- Born: December 6, 1909 Missoula, Montana, U.S.
- Died: February 1, 1999 (aged 89) Indiana, U.S.
- Education: University of Montana University of Illinois
- Known for: Discovery of high-lysine maize; characterization of the opaque2 mutant; contributions to quality protein maize
- Awards: National Academy of Sciences (1975) John Scott Medal (1967) Chemical Pioneer Award (1976)
- Scientific career
- Fields: Biochemistry, plant biochemistry
- Workplaces: Purdue University

= Edwin T. Mertz =

American biochemist (1909–1999)

Edwin Theodore Mertz (December 6, 1909 – February 1, 1999) was an American biochemist known for his contributions to plant biochemistry and nutrition. He is best known for the co-discovery of high-lysine maize through the characterization of mutants such as opaque2 and floury2, demonstrating that the nutritional quality of a major crop could be substantially improved through genetic variation.

==Life and career==
Edwin Theodore Mertz was born on December 6, 1909, in Missoula, Montana. He received a B.A. in chemistry and mathematics from the University of Montana in 1931, followed by an M.S. (1933) and Ph.D. (1935) from the University of Illinois.

After early positions in industry and academia, including work at Armour and Company and the University of Illinois, he held appointments at the University of Iowa and the University of Missouri. In 1946, he joined Purdue University as an assistant professor of agricultural chemistry, where he spent the remainder of his career, becoming professor in 1957 and later professor emeritus.

Mertz died on February 1, 1999, from complications of pneumonia.

==Research contributions==
Mertz’s research focused on the biochemical composition of plant storage proteins and their nutritional implications. His work on maize endosperm proteins helped establish how variation in protein composition affects essential amino acid content, particularly lysine.

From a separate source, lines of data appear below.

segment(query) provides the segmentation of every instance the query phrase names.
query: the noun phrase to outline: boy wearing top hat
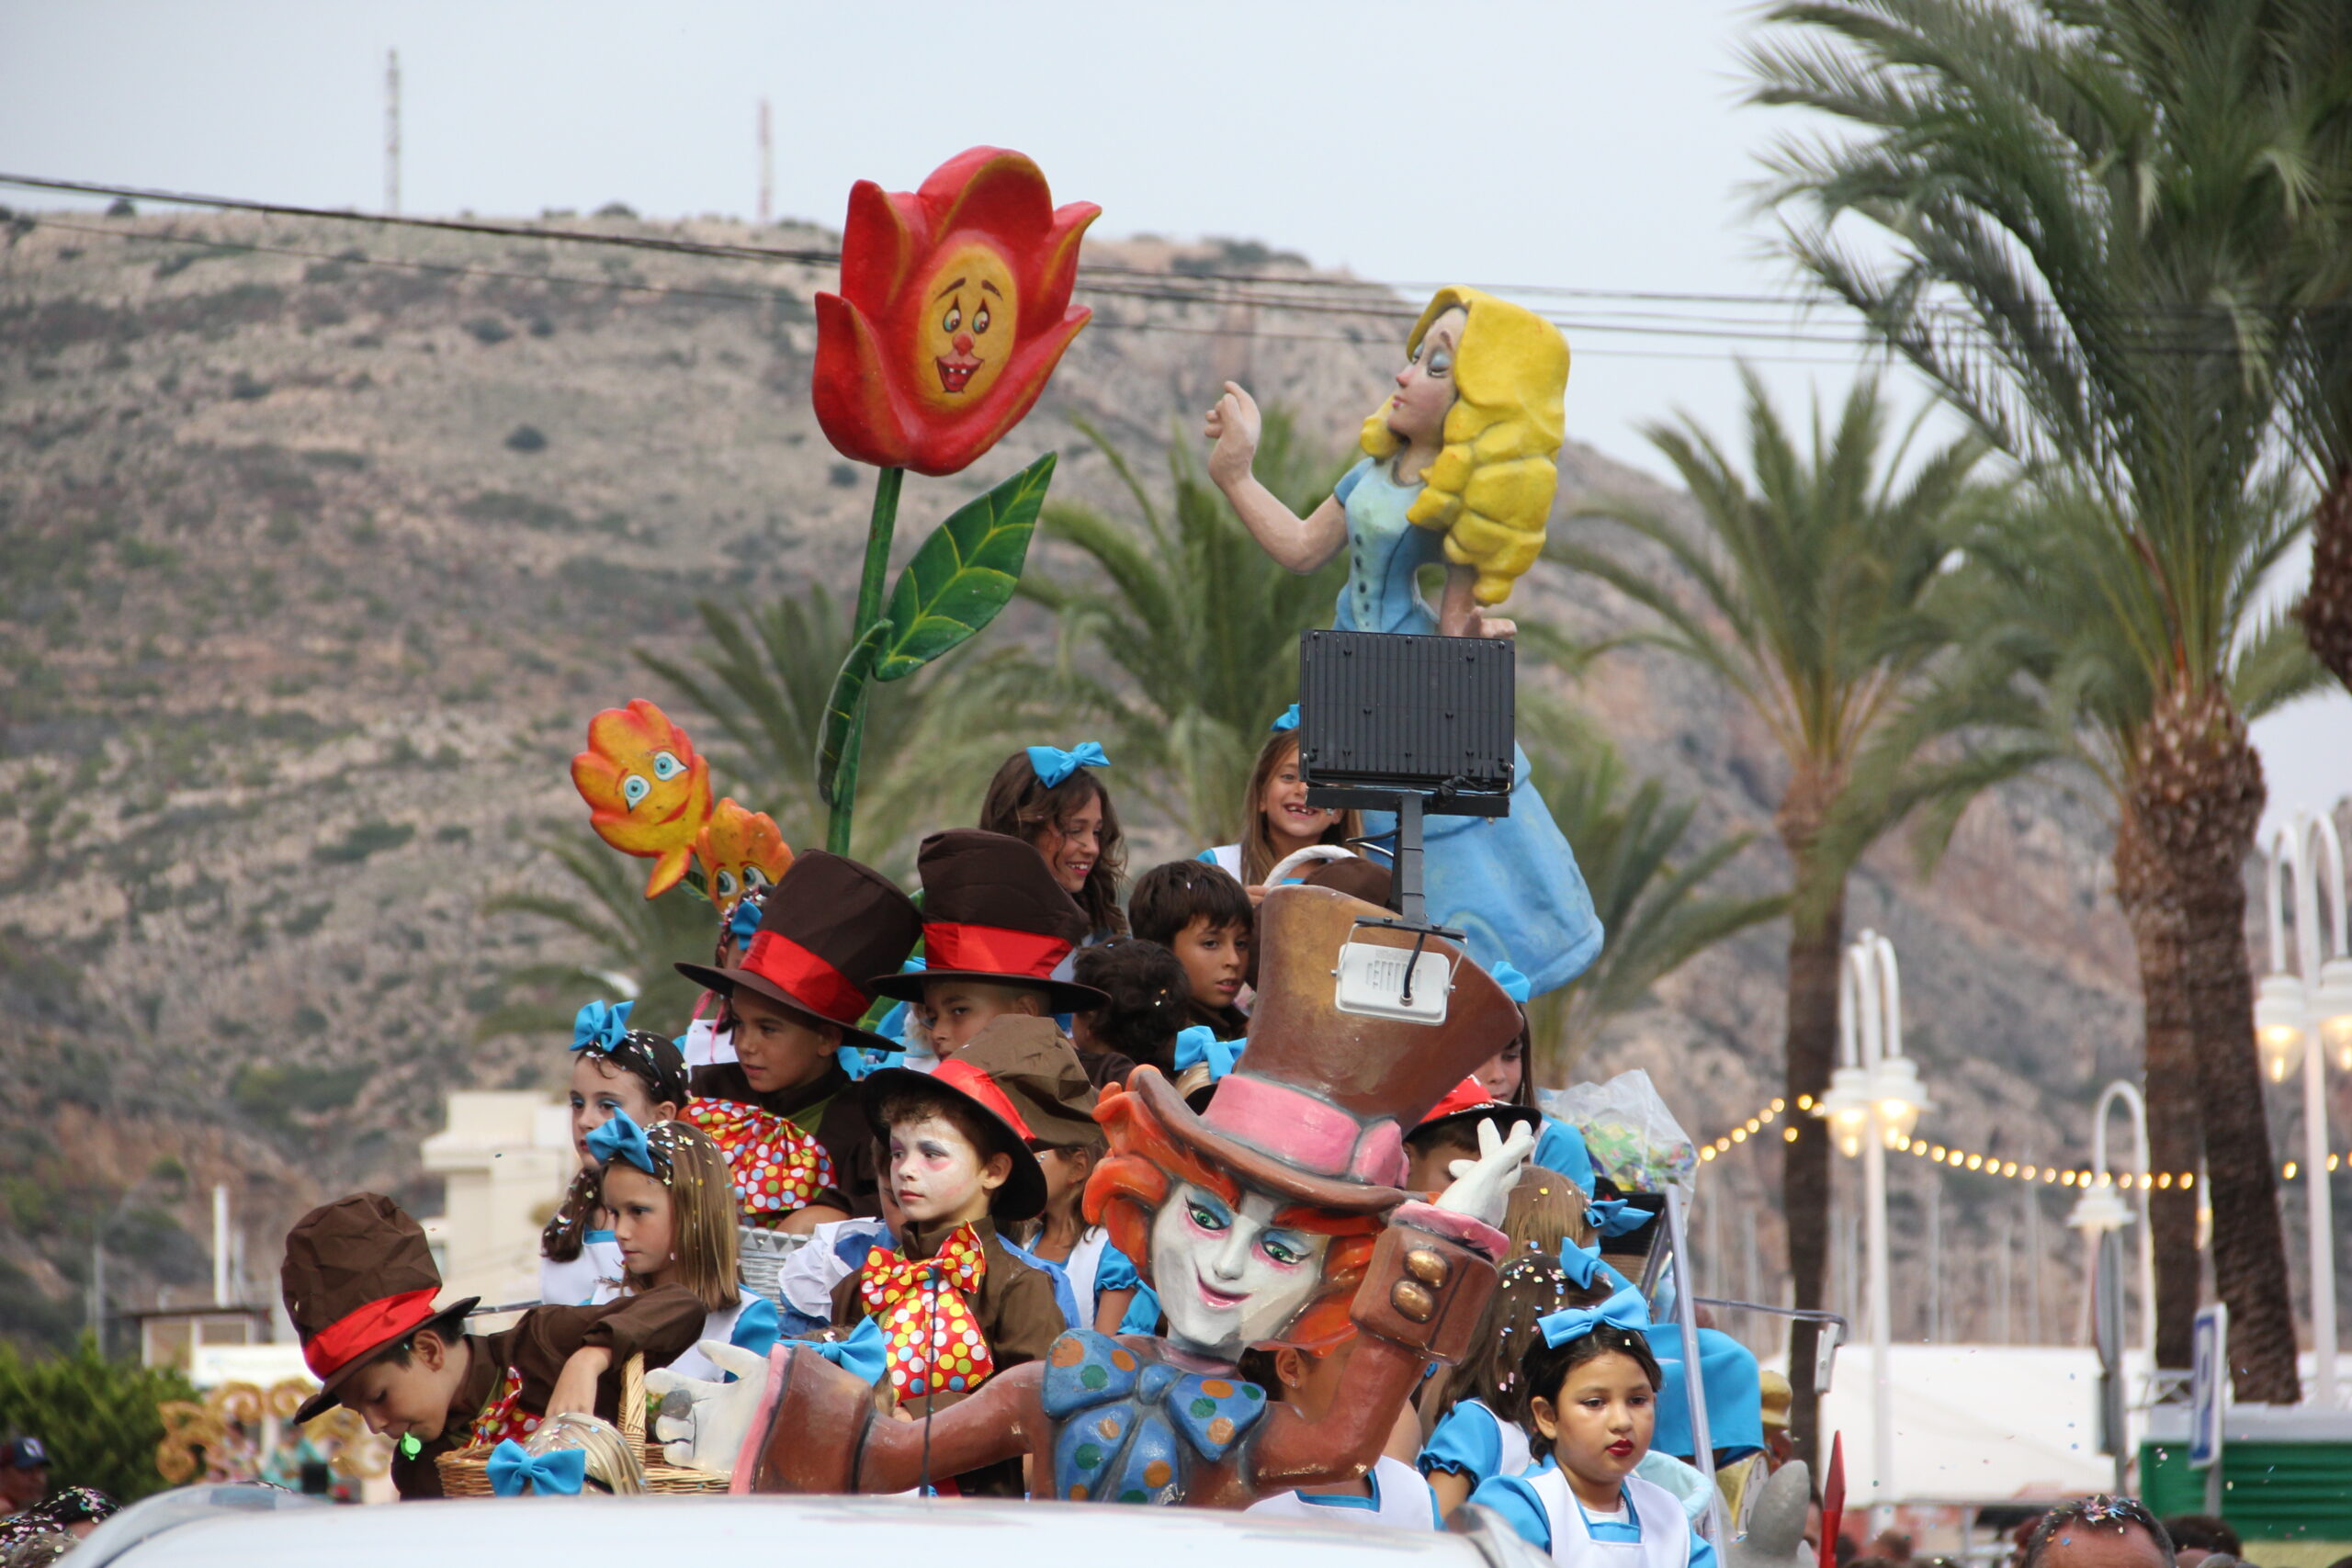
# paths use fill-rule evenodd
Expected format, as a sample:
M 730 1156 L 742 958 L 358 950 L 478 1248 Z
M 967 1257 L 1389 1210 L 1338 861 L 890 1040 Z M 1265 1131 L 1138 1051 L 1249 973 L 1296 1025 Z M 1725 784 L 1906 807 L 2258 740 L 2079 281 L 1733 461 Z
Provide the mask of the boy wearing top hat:
M 677 966 L 724 997 L 733 1018 L 736 1059 L 695 1068 L 692 1088 L 698 1104 L 709 1102 L 697 1124 L 726 1151 L 738 1188 L 763 1147 L 796 1134 L 814 1137 L 831 1162 L 831 1184 L 780 1229 L 881 1212 L 874 1136 L 835 1053 L 843 1044 L 898 1049 L 858 1021 L 874 1004 L 874 976 L 895 974 L 922 934 L 922 912 L 881 873 L 809 850 L 768 890 L 759 929 L 733 967 Z M 789 1127 L 773 1127 L 777 1119 Z
M 441 1271 L 424 1229 L 374 1192 L 296 1221 L 279 1278 L 322 1385 L 295 1421 L 348 1406 L 397 1445 L 392 1484 L 403 1501 L 441 1495 L 440 1455 L 526 1437 L 549 1412 L 616 1420 L 623 1364 L 642 1355 L 663 1365 L 703 1327 L 694 1292 L 664 1285 L 603 1306 L 534 1307 L 512 1328 L 468 1334 L 480 1298 L 436 1306 Z
M 1086 940 L 1086 913 L 1031 846 L 957 828 L 925 839 L 915 869 L 922 876 L 924 968 L 877 971 L 874 989 L 922 1010 L 943 1061 L 992 1020 L 1086 1012 L 1111 999 L 1060 977 Z
M 1053 1276 L 1000 1227 L 1044 1210 L 1032 1150 L 1075 1131 L 1073 1085 L 1090 1087 L 1052 1022 L 1009 1017 L 935 1072 L 885 1067 L 858 1086 L 901 1223 L 895 1247 L 874 1247 L 833 1288 L 833 1325 L 876 1320 L 888 1347 L 877 1387 L 918 1421 L 1036 1360 L 1069 1326 Z M 966 1496 L 1022 1495 L 1018 1459 L 955 1479 Z

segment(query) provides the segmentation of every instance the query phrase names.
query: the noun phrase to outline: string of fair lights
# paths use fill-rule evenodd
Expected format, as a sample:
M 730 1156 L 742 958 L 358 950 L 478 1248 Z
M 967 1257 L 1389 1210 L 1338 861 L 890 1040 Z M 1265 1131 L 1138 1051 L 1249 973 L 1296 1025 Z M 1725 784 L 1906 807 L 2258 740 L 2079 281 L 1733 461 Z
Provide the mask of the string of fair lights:
M 1730 1132 L 1723 1134 L 1712 1142 L 1700 1145 L 1701 1163 L 1712 1163 L 1721 1159 L 1732 1150 L 1746 1144 L 1765 1142 L 1767 1131 L 1787 1114 L 1788 1106 L 1789 1102 L 1786 1100 L 1778 1095 L 1773 1096 L 1770 1104 L 1764 1106 L 1755 1115 L 1750 1116 Z M 1797 1096 L 1797 1110 L 1805 1115 L 1815 1114 L 1813 1096 L 1809 1094 Z M 1783 1142 L 1792 1144 L 1796 1142 L 1795 1127 L 1783 1124 L 1780 1133 Z M 2094 1171 L 2082 1166 L 2043 1165 L 2033 1160 L 2003 1159 L 1997 1155 L 1988 1155 L 1976 1149 L 1963 1149 L 1950 1144 L 1930 1143 L 1925 1138 L 1915 1138 L 1905 1133 L 1892 1134 L 1886 1141 L 1886 1146 L 1897 1154 L 1907 1154 L 1914 1158 L 1928 1160 L 1952 1170 L 1965 1170 L 1976 1175 L 1995 1177 L 2004 1181 L 2039 1182 L 2045 1187 L 2113 1186 L 2130 1192 L 2137 1190 L 2143 1182 L 2157 1191 L 2167 1191 L 2173 1188 L 2186 1190 L 2197 1185 L 2195 1171 L 2163 1170 L 2142 1177 L 2137 1172 L 2128 1170 Z M 2330 1154 L 2327 1156 L 2329 1171 L 2341 1169 L 2344 1157 L 2341 1154 Z M 2278 1168 L 2278 1179 L 2281 1181 L 2293 1181 L 2302 1174 L 2302 1169 L 2301 1161 L 2288 1160 Z

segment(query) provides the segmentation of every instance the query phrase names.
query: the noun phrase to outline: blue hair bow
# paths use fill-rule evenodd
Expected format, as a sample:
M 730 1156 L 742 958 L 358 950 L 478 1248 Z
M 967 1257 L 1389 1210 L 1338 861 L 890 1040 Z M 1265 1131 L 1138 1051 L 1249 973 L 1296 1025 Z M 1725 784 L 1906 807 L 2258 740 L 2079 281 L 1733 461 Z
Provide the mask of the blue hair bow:
M 1180 1029 L 1176 1032 L 1176 1070 L 1182 1073 L 1206 1066 L 1209 1081 L 1215 1083 L 1233 1071 L 1249 1043 L 1247 1040 L 1219 1040 L 1216 1031 L 1205 1023 Z
M 1620 1289 L 1630 1287 L 1632 1280 L 1600 1260 L 1598 1247 L 1578 1247 L 1563 1236 L 1560 1239 L 1560 1269 L 1576 1281 L 1581 1291 L 1592 1289 L 1595 1280 L 1613 1280 Z
M 1521 1007 L 1527 1005 L 1529 989 L 1527 976 L 1521 974 L 1517 965 L 1513 964 L 1510 959 L 1503 959 L 1488 973 L 1494 976 L 1495 984 L 1503 988 L 1503 995 Z
M 616 1111 L 611 1121 L 589 1129 L 588 1152 L 596 1156 L 600 1165 L 627 1160 L 648 1176 L 655 1174 L 653 1150 L 645 1141 L 645 1129 L 630 1120 L 626 1111 Z
M 749 898 L 735 900 L 735 908 L 727 917 L 727 934 L 736 942 L 749 942 L 760 934 L 760 917 L 766 913 Z
M 1546 1313 L 1535 1320 L 1544 1331 L 1544 1343 L 1556 1350 L 1571 1339 L 1581 1339 L 1602 1324 L 1623 1329 L 1628 1334 L 1649 1331 L 1649 1303 L 1642 1300 L 1642 1292 L 1628 1285 L 1597 1307 L 1570 1307 L 1566 1312 Z
M 588 1479 L 588 1455 L 581 1449 L 535 1454 L 509 1438 L 490 1450 L 489 1468 L 490 1489 L 498 1496 L 531 1492 L 543 1497 L 577 1497 L 581 1483 Z
M 571 1015 L 571 1048 L 575 1051 L 605 1051 L 620 1049 L 621 1036 L 628 1032 L 631 1002 L 590 1002 Z
M 1268 725 L 1266 728 L 1272 730 L 1276 735 L 1280 735 L 1286 729 L 1296 729 L 1298 728 L 1298 705 L 1296 703 L 1293 703 L 1290 706 L 1283 709 L 1282 716 L 1274 720 L 1273 723 Z
M 1111 759 L 1102 754 L 1100 742 L 1081 740 L 1069 750 L 1055 746 L 1029 748 L 1029 767 L 1037 782 L 1053 788 L 1080 768 L 1107 768 Z
M 1629 1209 L 1623 1198 L 1596 1198 L 1584 1212 L 1584 1223 L 1603 1235 L 1631 1235 L 1657 1216 L 1647 1209 Z
M 882 1325 L 870 1317 L 862 1317 L 846 1339 L 786 1339 L 780 1341 L 797 1350 L 814 1350 L 842 1371 L 867 1384 L 882 1381 L 882 1368 L 887 1349 L 882 1338 Z

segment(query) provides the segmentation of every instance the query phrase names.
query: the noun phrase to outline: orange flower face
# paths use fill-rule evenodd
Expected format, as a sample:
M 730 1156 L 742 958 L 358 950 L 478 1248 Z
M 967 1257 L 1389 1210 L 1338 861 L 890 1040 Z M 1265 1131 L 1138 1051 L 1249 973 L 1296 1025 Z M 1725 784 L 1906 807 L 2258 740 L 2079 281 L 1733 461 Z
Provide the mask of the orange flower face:
M 775 885 L 792 863 L 792 850 L 766 812 L 722 799 L 695 840 L 695 859 L 702 863 L 703 886 L 725 919 L 744 894 Z
M 571 784 L 588 803 L 596 836 L 653 862 L 645 896 L 686 874 L 695 840 L 710 819 L 710 764 L 668 714 L 634 698 L 588 721 L 588 750 L 571 759 Z
M 975 147 L 918 191 L 850 191 L 842 291 L 817 296 L 818 423 L 842 456 L 952 474 L 1019 423 L 1091 311 L 1079 236 L 1037 165 Z

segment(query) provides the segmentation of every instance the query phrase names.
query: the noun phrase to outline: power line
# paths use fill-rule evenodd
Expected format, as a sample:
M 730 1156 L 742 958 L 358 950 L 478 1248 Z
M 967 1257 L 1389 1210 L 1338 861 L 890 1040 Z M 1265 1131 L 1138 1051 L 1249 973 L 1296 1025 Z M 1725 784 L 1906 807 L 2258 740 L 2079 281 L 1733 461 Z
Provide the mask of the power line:
M 23 186 L 32 189 L 61 190 L 86 195 L 111 196 L 132 200 L 148 200 L 187 206 L 212 207 L 231 211 L 257 212 L 277 216 L 316 219 L 337 222 L 375 223 L 396 227 L 435 230 L 444 232 L 492 235 L 511 239 L 615 245 L 629 249 L 662 251 L 678 254 L 702 255 L 727 260 L 765 262 L 782 261 L 802 265 L 821 266 L 834 265 L 840 261 L 840 253 L 832 250 L 718 243 L 684 240 L 674 237 L 665 238 L 648 235 L 582 232 L 572 230 L 528 227 L 511 223 L 488 223 L 472 219 L 399 217 L 388 214 L 361 213 L 347 209 L 300 207 L 283 202 L 253 201 L 238 197 L 203 196 L 189 192 L 162 191 L 130 186 L 100 185 L 89 181 L 46 179 L 32 175 L 0 174 L 0 184 Z M 248 246 L 245 248 L 261 249 L 263 247 Z M 413 265 L 424 265 L 441 264 Z M 448 270 L 461 271 L 464 269 L 451 266 Z M 523 276 L 529 276 L 531 275 Z M 546 277 L 540 280 L 550 282 L 556 281 L 553 277 Z M 567 281 L 571 281 L 583 287 L 605 286 L 601 280 L 577 279 Z M 1080 273 L 1080 287 L 1086 292 L 1091 294 L 1100 294 L 1110 297 L 1123 296 L 1131 299 L 1159 300 L 1183 305 L 1209 305 L 1225 309 L 1238 307 L 1248 309 L 1282 310 L 1297 313 L 1355 315 L 1390 321 L 1409 320 L 1418 314 L 1417 308 L 1402 295 L 1395 291 L 1395 286 L 1347 278 L 1277 278 L 1268 277 L 1262 274 L 1207 273 L 1193 269 L 1187 269 L 1182 272 L 1167 272 L 1153 268 L 1123 266 L 1117 264 L 1105 263 L 1082 267 Z M 677 293 L 682 295 L 700 294 L 702 297 L 706 298 L 725 297 L 723 294 L 707 290 L 687 290 L 650 285 L 640 286 L 640 288 L 641 291 L 652 293 Z M 1294 297 L 1298 295 L 1313 294 L 1322 294 L 1328 297 L 1332 293 L 1340 291 L 1344 291 L 1354 296 L 1354 298 L 1342 303 L 1333 301 L 1328 298 L 1312 299 Z M 1771 306 L 1783 310 L 1789 308 L 1792 304 L 1794 304 L 1799 308 L 1803 308 L 1806 303 L 1803 300 L 1792 301 L 1786 298 L 1775 298 L 1762 295 L 1674 295 L 1655 291 L 1629 292 L 1589 288 L 1566 288 L 1551 285 L 1498 286 L 1491 291 L 1496 293 L 1550 295 L 1560 298 L 1576 298 L 1584 299 L 1639 299 L 1645 302 L 1673 301 L 1679 299 L 1689 302 L 1715 302 L 1740 306 Z M 1382 295 L 1385 295 L 1386 298 L 1381 298 Z M 2132 311 L 2135 313 L 2162 314 L 2178 310 L 2193 310 L 2195 308 L 2152 305 L 2146 307 L 2132 307 L 2131 309 Z M 2054 308 L 2045 308 L 2045 310 L 2053 316 L 2057 314 Z M 1829 347 L 1849 350 L 1873 350 L 1881 349 L 1883 347 L 1881 339 L 1877 335 L 1867 332 L 1860 335 L 1854 335 L 1846 333 L 1824 334 L 1810 332 L 1804 328 L 1794 325 L 1776 327 L 1769 321 L 1747 321 L 1737 318 L 1676 317 L 1667 312 L 1660 311 L 1583 312 L 1576 315 L 1566 315 L 1556 312 L 1539 313 L 1544 314 L 1546 320 L 1553 321 L 1564 331 L 1577 333 L 1600 333 L 1621 336 L 1683 337 L 1697 338 L 1707 341 L 1769 343 L 1789 348 Z M 1943 317 L 1944 324 L 1942 331 L 1947 334 L 1979 338 L 1984 336 L 1982 328 L 1977 325 L 1974 318 L 1958 307 L 1929 306 L 1923 310 L 1921 314 L 1929 321 L 1932 321 L 1933 319 L 1938 316 Z M 1599 319 L 1602 315 L 1613 315 L 1622 320 L 1637 320 L 1655 324 L 1619 324 L 1616 321 Z M 1709 321 L 1727 324 L 1704 324 Z M 1664 324 L 1668 322 L 1675 324 Z M 1150 323 L 1142 325 L 1141 330 L 1174 329 L 1162 328 L 1158 323 Z M 1247 329 L 1227 328 L 1221 329 L 1221 335 L 1267 336 L 1270 334 L 1257 333 Z M 1353 340 L 1340 339 L 1337 341 Z M 2180 345 L 2151 344 L 2141 345 L 2141 348 L 2143 352 L 2149 354 L 2194 355 L 2214 352 L 2212 349 L 2199 344 L 2187 344 Z M 1603 354 L 1612 353 L 1612 351 L 1608 350 L 1592 349 L 1587 349 L 1586 352 L 1597 352 Z M 1634 351 L 1629 350 L 1613 351 L 1615 356 L 1624 357 L 1632 356 L 1633 353 Z M 1644 356 L 1656 358 L 1713 357 L 1711 355 L 1683 356 L 1647 353 L 1645 353 Z M 1846 361 L 1838 360 L 1806 361 L 1803 359 L 1789 362 L 1825 364 L 1846 363 Z

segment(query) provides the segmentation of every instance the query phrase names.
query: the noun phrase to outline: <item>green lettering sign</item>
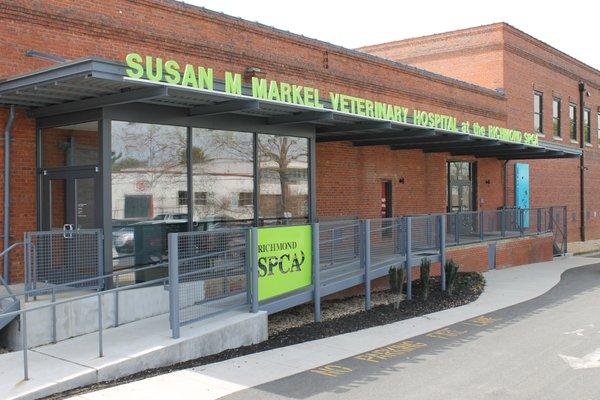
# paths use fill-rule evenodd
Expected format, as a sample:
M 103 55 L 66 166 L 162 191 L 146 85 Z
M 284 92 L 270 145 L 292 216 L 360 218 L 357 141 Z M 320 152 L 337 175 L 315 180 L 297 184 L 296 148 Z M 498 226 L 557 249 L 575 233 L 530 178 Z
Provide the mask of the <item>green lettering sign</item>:
M 196 89 L 214 90 L 212 68 L 197 67 L 191 64 L 182 67 L 174 60 L 163 62 L 162 58 L 142 56 L 138 53 L 127 54 L 125 63 L 125 73 L 132 79 L 147 79 Z M 242 95 L 241 74 L 225 71 L 224 81 L 226 93 Z M 252 77 L 251 87 L 252 97 L 257 99 L 325 108 L 321 102 L 319 89 L 309 86 Z M 407 107 L 336 92 L 329 92 L 329 102 L 331 104 L 329 108 L 334 111 L 403 124 L 409 123 Z M 483 125 L 477 122 L 459 122 L 456 117 L 430 111 L 412 110 L 412 123 L 506 142 L 524 143 L 530 146 L 539 145 L 539 138 L 535 133 L 521 132 L 495 125 Z
M 258 300 L 312 283 L 310 225 L 258 229 Z

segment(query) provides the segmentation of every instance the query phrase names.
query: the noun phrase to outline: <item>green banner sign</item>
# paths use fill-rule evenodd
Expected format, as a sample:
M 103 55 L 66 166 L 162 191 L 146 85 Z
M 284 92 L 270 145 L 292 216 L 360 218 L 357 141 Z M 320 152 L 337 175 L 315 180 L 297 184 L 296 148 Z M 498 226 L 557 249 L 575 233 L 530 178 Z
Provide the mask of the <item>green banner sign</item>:
M 213 69 L 209 67 L 192 64 L 184 65 L 175 60 L 163 60 L 160 57 L 142 56 L 138 53 L 128 54 L 125 62 L 127 64 L 127 76 L 132 79 L 146 79 L 194 89 L 214 90 L 214 73 Z M 223 78 L 225 93 L 244 95 L 240 73 L 225 71 Z M 248 97 L 261 100 L 331 109 L 368 118 L 539 146 L 538 135 L 535 133 L 522 132 L 496 125 L 485 125 L 477 121 L 459 121 L 451 115 L 424 110 L 411 110 L 401 105 L 387 104 L 344 93 L 329 92 L 328 96 L 324 94 L 324 97 L 329 100 L 329 104 L 325 104 L 319 89 L 304 85 L 253 77 L 251 79 L 251 89 L 252 93 Z
M 258 300 L 312 283 L 310 225 L 258 229 Z

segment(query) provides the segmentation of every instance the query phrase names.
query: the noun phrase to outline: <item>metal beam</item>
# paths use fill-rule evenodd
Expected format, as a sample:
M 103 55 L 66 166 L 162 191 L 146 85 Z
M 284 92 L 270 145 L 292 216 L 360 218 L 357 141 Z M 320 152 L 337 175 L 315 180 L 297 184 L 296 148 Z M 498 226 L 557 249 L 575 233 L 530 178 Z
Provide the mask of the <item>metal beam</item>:
M 536 160 L 544 158 L 576 158 L 564 151 L 547 151 L 546 153 L 527 155 L 527 154 L 515 154 L 506 157 L 497 157 L 501 160 Z
M 106 106 L 115 106 L 138 101 L 152 100 L 158 97 L 168 96 L 166 87 L 151 87 L 127 92 L 109 94 L 91 99 L 70 101 L 30 110 L 28 115 L 32 118 L 47 117 L 49 115 L 65 114 L 77 111 L 90 110 Z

Mertz is best known for his research on maize protein composition and nutrition. In collaboration with Oliver E. Nelson Jr. and Lynn S. Bates, Mertz co-discovered that mutations such as opaque2 and floury2 alter maize endosperm protein composition, increasing lysine content and improving nutritional quality. This work laid the foundation for the development of quality protein maize (QPM), which has been widely used to improve human and animal nutrition worldwide.

==Honors and awards==
Mertz was elected to the National Academy of Sciences in 1975. He was a recipient of the following awards and distinctions:

- 1967 John Scott Medal (with Oliver E. Nelson Jr.) for the development of high-lysine corn
- 1968 Hoblitzelle National Award in the Agricultural Sciences
- 1968 Congressional Medal of the Federal Land Banks for the discovery of high-lysine corn
- 1970 Kenneth A. Spencer Award from the American Chemical Society
- 1972 Osborne–Mendel Award from the American Institute of Nutrition
- 1973 Distinguished Service Award from the University of Montana
- 1974 Edward W. Browning Award for contributions to improving the food supply
- 1975 Honorary Master Farmer Award from Prairie Farmer
- 1976 Chemical Pioneer Award from the American Institute of Chemists
- 1987 Richard Newbury McCoy Award from Purdue University

Purdue University has established the Edwin T. Mertz Memorial Scholarship in his name.